We had to steer amongst islands and huge rocks, rarely losing sight of the shore, though it now and then appeared only a mist that bordered the water's edge. The pilot assured me that the numerous harbours on the Norway coast were very safe, and the pilot-boats were always on the watch. The Swedish side is very dangerous, I am also informed; and the help of experience is not often at hand to enable strange vessels to steer clear of the rocks, which lurk below the water close to the shore.
There are no tides here, nor in the Cattegate, and, what appeared to me a consequence, no sandy beach. Perhaps this observation has been made before; but it did not occur to me till I saw the waves continually beating against the bare rocks, without ever receding to leave a sediment to harden.

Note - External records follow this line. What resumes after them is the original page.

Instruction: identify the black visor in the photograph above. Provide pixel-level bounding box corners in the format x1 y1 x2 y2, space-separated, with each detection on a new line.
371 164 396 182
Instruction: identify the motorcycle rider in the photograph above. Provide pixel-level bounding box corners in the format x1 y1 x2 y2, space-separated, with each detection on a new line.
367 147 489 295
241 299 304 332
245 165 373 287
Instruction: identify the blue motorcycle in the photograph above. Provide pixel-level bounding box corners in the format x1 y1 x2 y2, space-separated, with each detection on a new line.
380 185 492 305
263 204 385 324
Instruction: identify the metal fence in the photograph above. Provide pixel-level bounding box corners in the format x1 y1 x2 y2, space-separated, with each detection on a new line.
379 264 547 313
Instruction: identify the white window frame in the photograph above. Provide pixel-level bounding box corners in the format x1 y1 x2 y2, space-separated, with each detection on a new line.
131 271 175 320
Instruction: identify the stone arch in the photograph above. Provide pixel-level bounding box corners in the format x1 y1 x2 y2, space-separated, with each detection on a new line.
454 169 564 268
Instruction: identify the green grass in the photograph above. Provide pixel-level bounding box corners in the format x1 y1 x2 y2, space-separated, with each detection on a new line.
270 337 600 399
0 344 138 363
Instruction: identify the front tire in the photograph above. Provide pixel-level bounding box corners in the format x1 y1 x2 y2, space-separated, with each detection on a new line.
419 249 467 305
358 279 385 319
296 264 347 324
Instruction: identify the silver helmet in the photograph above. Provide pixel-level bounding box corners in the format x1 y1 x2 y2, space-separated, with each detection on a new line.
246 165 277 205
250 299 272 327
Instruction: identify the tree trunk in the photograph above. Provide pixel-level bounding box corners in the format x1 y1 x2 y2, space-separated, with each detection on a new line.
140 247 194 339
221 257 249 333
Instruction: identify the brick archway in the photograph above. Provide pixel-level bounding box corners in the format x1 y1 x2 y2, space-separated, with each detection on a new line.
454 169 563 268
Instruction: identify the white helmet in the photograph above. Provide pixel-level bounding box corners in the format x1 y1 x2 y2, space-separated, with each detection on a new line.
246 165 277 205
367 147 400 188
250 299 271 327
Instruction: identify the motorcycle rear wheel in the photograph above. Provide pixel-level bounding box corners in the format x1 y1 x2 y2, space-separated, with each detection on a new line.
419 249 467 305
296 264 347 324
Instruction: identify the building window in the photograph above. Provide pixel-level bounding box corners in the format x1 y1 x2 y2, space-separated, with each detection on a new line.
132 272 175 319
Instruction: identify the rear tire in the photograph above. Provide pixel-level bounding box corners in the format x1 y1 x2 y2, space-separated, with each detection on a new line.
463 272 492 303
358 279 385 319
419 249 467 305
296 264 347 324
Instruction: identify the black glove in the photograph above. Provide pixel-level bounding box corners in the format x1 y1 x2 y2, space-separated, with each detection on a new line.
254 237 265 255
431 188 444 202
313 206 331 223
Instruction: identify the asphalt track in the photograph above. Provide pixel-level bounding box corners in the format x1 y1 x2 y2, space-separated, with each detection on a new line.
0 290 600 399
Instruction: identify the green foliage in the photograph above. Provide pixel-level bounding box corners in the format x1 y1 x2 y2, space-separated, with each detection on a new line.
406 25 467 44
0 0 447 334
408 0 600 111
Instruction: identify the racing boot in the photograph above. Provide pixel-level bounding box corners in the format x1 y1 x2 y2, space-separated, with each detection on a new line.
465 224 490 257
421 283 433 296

The wind was fair, till we had to tack about in order to enter Laurvig, where we arrived towards three o'clock in the afternoon. It is a clean, pleasant town, with a considerable iron-work, which gives life to it.
As the Norwegians do not frequently see travellers, they are very curious to know their business, and who they are--so curious, that I was half tempted to adopt Dr. Franklin's plan, when travelling in America, where they are equally prying, which was to write on a paper, for public inspection, my name, from whence I came, where I was going, and what was my business. But if I were importuned by their curiosity, their friendly gestures gratified me. A woman coming alone interested them. And I know not whether my weariness gave me a look of peculiar delicacy, but they approached to assist me, and inquire after my wants, as if they were afraid to hurt, and wished to protect me. The sympathy I inspired, thus dropping down from the clouds in a strange land, affected me more than it would have done had not my spirits been harassed by various causes--by much thinking--musing almost to madness--and even by a sort of weak melancholy that hung about my heart at parting with my daughter for the first time.

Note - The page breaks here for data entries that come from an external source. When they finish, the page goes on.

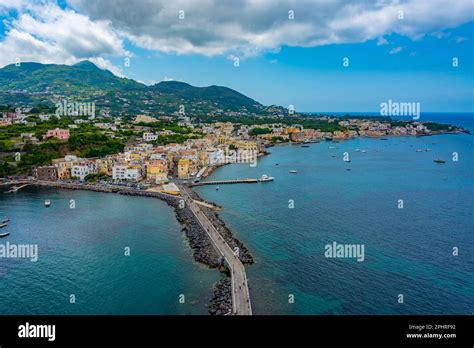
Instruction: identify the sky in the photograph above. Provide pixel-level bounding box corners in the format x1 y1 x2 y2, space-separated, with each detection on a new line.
0 0 474 112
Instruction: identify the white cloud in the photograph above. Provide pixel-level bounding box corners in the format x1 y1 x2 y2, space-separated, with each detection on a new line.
377 36 388 46
0 1 129 70
0 0 474 71
388 47 403 54
70 0 474 57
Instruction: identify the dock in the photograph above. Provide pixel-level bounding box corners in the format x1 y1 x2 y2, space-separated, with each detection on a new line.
6 184 30 193
189 179 259 186
180 186 252 315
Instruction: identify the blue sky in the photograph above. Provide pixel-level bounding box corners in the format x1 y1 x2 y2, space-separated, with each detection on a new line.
0 0 474 112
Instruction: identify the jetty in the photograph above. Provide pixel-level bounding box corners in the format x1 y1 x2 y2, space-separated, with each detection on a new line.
6 184 30 193
189 179 259 186
179 186 252 315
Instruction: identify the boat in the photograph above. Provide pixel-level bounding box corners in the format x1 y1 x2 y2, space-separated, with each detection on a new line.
258 174 275 182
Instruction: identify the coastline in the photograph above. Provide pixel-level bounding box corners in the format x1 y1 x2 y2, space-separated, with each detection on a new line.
13 181 254 315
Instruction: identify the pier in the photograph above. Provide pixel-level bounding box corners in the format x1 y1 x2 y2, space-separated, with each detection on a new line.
189 179 259 186
179 186 252 315
6 184 30 193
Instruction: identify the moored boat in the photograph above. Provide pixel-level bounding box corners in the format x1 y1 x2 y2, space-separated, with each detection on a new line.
258 174 275 182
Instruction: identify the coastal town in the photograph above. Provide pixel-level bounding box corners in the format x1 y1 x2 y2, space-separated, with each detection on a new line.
0 108 464 315
0 108 458 190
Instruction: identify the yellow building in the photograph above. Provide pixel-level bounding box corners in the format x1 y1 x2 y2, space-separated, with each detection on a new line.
53 158 72 180
95 158 113 176
178 158 190 179
235 140 258 151
145 160 168 182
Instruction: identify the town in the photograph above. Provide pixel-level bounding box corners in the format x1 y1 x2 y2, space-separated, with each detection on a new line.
0 108 458 195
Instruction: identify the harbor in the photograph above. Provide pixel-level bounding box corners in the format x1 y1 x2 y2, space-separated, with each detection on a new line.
0 179 254 315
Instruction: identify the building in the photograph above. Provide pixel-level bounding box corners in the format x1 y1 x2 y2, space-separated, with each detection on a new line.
143 132 158 141
71 161 97 180
178 158 190 179
112 164 142 181
145 159 168 183
45 128 69 140
133 115 158 123
34 166 58 181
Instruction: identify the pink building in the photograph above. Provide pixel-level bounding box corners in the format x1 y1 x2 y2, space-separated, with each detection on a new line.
46 128 69 140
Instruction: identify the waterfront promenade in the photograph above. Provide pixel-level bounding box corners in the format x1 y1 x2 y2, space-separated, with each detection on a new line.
179 186 252 315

You know that, as a female, I am particularly attached to her; I feel more than a mother's fondness and anxiety when I reflect on the dependent and oppressed state of her sex. I dread lest she should be forced to sacrifice her heart to her principles, or principles to her heart. With trembling hand I shall cultivate sensibility and cherish delicacy of sentiment, lest, whilst I lend fresh blushes to the rose, I sharpen the thorns that will wound the breast I would fain guard; I dread to unfold her mind, lest it should render her unfit for the world she is to inhabit. Hapless woman! what a fate is thine!
But whither am I wandering? I only meant to tell you that the impression the kindness of the simple people made visible on my countenance increased my sensibility to a painful degree. I wished to have had a room to myself, for their attention, and rather distressing observation, embarrassed me extremely. Yet, as they would bring me eggs, and make my coffee, I found I could not leave them without hurting their feelings of hospitality.

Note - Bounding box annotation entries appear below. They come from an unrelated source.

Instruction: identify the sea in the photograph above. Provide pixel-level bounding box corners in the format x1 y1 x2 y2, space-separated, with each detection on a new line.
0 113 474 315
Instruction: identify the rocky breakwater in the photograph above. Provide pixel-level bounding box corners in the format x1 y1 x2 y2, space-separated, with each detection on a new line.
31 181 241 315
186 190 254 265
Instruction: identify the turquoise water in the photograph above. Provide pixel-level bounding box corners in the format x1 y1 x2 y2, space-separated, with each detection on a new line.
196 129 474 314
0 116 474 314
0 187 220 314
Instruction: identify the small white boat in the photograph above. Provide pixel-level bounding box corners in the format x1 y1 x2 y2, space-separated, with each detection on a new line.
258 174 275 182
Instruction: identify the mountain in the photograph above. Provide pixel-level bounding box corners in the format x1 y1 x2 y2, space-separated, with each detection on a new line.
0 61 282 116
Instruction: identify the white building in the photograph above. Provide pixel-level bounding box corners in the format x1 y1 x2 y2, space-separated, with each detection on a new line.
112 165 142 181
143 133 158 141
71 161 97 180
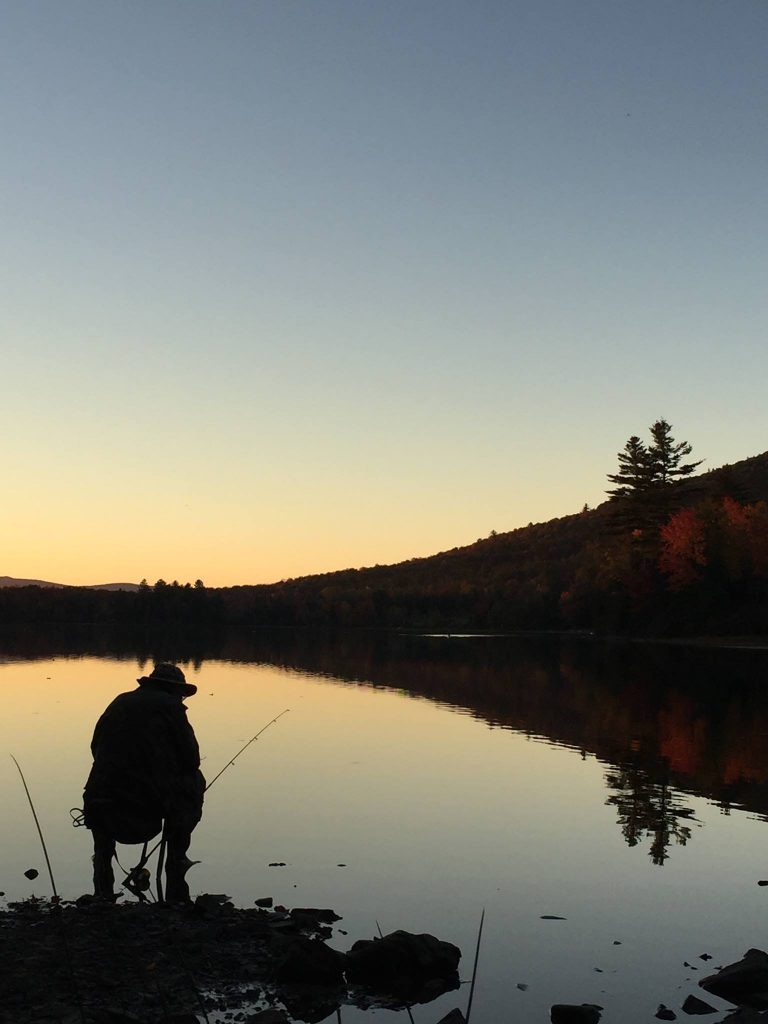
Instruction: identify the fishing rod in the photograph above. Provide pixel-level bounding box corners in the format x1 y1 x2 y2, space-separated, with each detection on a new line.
124 708 291 891
203 708 291 793
10 754 58 900
464 907 485 1024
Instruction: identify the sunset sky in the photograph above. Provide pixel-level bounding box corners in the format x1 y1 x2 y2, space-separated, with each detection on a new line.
0 0 768 586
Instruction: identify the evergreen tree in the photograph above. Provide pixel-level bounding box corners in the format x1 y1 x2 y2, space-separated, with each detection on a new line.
607 434 653 498
651 420 703 485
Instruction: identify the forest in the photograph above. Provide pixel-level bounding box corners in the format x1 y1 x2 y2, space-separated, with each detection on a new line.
0 420 768 636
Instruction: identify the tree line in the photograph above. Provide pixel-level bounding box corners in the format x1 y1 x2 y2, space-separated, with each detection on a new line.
0 419 768 635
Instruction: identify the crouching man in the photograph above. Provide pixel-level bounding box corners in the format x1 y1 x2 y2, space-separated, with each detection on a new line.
83 665 206 903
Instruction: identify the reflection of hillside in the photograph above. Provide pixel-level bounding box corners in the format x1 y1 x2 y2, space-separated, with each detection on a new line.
0 627 768 831
605 761 695 866
227 633 768 815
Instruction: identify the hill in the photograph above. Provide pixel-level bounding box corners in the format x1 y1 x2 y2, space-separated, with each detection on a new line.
220 453 768 632
0 577 138 591
0 453 768 635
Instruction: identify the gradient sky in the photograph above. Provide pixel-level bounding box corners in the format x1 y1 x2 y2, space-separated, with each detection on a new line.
0 0 768 586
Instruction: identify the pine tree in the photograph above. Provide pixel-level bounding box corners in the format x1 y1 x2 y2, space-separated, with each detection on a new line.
607 434 653 498
651 420 703 485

It is customary here for the host and hostess to welcome their guests as master and mistress of the house.
My clothes, in their turn, attracted the attention of the females, and I could not help thinking of the foolish vanity which makes many women so proud of the observation of strangers as to take wonder very gratuitously for admiration. This error they are very apt to fall into when, arrived in a foreign country, the populace stare at them as they pass. Yet the make of a cap or the singularity of a gown is often the cause of the flattering attention which afterwards supports a fantastic superstructure of self-conceit.